Proposition 10 on the Nov. 6 ballot – the local rent control initiative – is a delicious mess.
It sounds tantalizing and your political taste buds may be salivating at the thought, but you might end up making the housing market lethargic which in turn may create all sorts of economic health problems.
In a nutshell Proposition 10 repeals all state restrictions on cities in terms of what they can and cannot do when it comes to rent control.
It means cities that opt to can assess rent control on free-standing homes, townhouses and condos – something they cannot now legally do.
This means if you have one rental home it could be subject to rent control. It means if you rent your home on Airbnb or any other platform you could also be limited in what you can charge.
It doesn’t take a genius to understand the appeal of Proposition 10. Housing costs are sky high in California to the point they are borderline obscene especially when it comes to “workforce” housing meaning reasonable shelter that someone making the standard workingperson’s wage of a region can afford to pay.
We know how that is playing out here and surrounding Valley cities. People squeezed out of the Bay Area housing markets are continuing to head east over the Altamont to secure housing that is affordable for them to rent or own. Meanwhile people who hold jobs on this side of the pass are finding it more and more impossible to work and live here.
There are a lot of forces at work. Fees need to be assessed to provide basic infrastructure and services. Banks are more comfortable loaning money to developers building traditional single family homes due to the demand, risk, and cost to return ratio. We have expectations for shelter that’s firmly rooted in 1960s sensibilities that have been merely supersized.
And no matter how you slice or dice it, the housing market is out of whack not because of the private sector but because of the public sector.
Set aside growth-related fees since those costs must be covered or else we will end up with inadequate infrastructure and extensively malnourished public amenities. What ails California when it comes to housing is basic government manipulation of the housing market that makes new developments major ordeals through the environmental review process that has elevated NIMBYism (not in my backyard) to a full-scale employment act for lawyers and consultants.
That’s not to say the things that environmental impact reports elevate importance to is not something we as a society want or need to address but it comes at a big price.
One of the reasons housing is so much less expensive in Texas is because they have ultra-light environmental and development laws. There is relatively little restriction on the housing market so the supply is keeping up fairly will with demand that keeps more of a lid on rents and sale prices.

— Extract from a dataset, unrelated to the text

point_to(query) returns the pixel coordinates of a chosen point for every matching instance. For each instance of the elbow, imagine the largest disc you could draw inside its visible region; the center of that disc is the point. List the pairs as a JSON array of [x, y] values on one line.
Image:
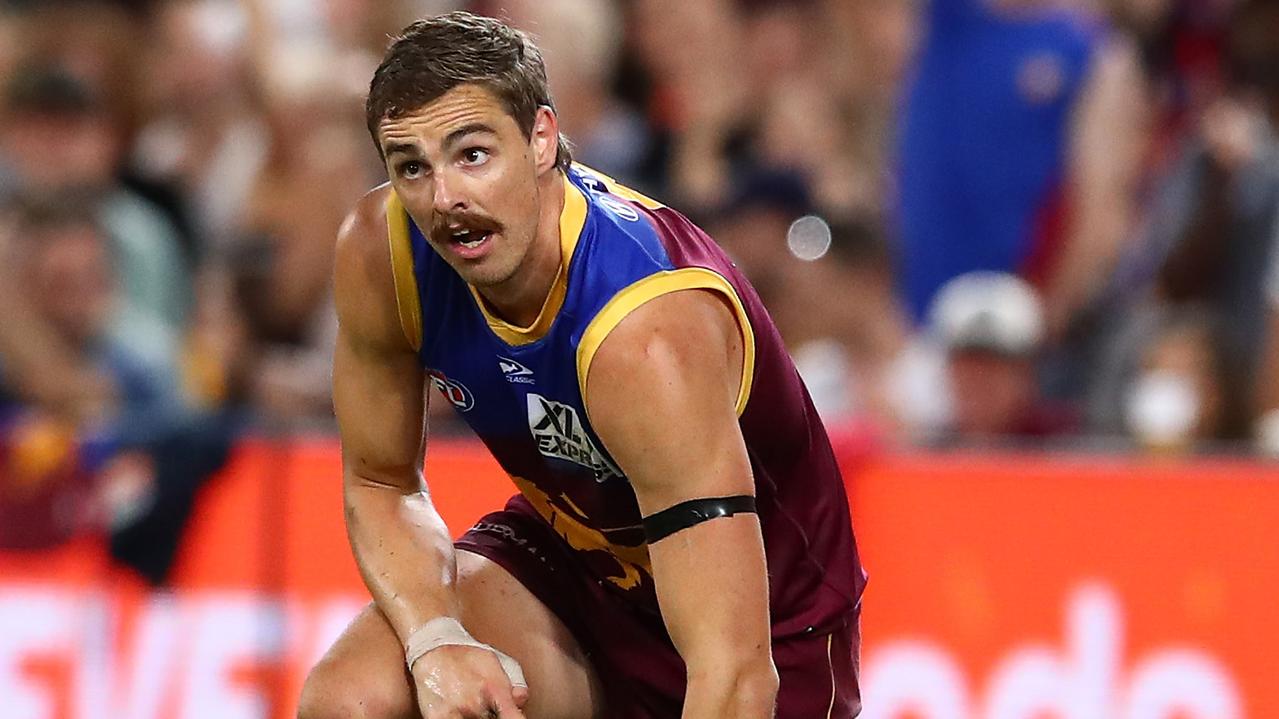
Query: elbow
[[757, 688], [746, 688]]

Passage of Proposition 10 would be just another disincentive for developers to invest in large scale rental housing — read that apartments. Already the funding and process to secure approval is significantly more risky, challenging, and time consuming for apartments than traditional homes built for people who are going to buy them.
The legislative analyst’s assessment of Proposition 10 doesn’t address impacts per se on future investments in rental housing although it offers language that says it in a roundabout way.
The analyst expects more robust local rent control to depress the resale market of rental properties.
This brings up the $25 million question. That’s the neighborhood of borrowing developers of the 149-unit Tesoro Apartments now under construction at Van Ryan Avenue and Atherton Drive in Manteca have had to do to make more rental housing plausible.
It’s safe to say a bank that assesses risk before it doles out money to developers is going to become even less enthralled about apartment complex projects if a municipality at any time could put in place draconian rent control that would – by the admission of an independent analyst in Sacramento – devalue the investment they are underwriting. That means the bank could get left holding the bag if the project goes under due to rent control devaluing it.
Then consider the developer. They have to worry about ongoing costs such as increasing property taxes and eventually the need for major maintenance and remodeling just like you would on a house after 20 or so years. They also have to worry about rising operating and management expenses as well as repair services.
Why would you basically play roulette when you can do something significantly less dicey by simply building and selling houses?
The only way you can bring housing costs more in-line with the economic realities of most California residents is to build significantly more housing whether it’s free standing homes, condos, townhouses, apartments or some version of shelter that passes muster with state codes and local zoning.
That comes with a price. We’d have basically Texas-style development patterns in the intricate geological diversity of California.
There are tradeoffs to everything. The powers that be in California decided long ago it was worth sacrificing affordable housing to accomplish certain things even if they did so with their heads buried in the sand.
Proposition 10 is not buyer’s remorse as much as it is a bold-faced case of being in denial that when you tweaked the market to accomplish certain goals it didn’t impact housing costs.
In California’s case that means we get to enjoy some of the most unaffordable housing in the country.
This column is the opinion of Dennis Wyatt and does not necessarily represent the opinion of Morris Newspaper Corp. of CA.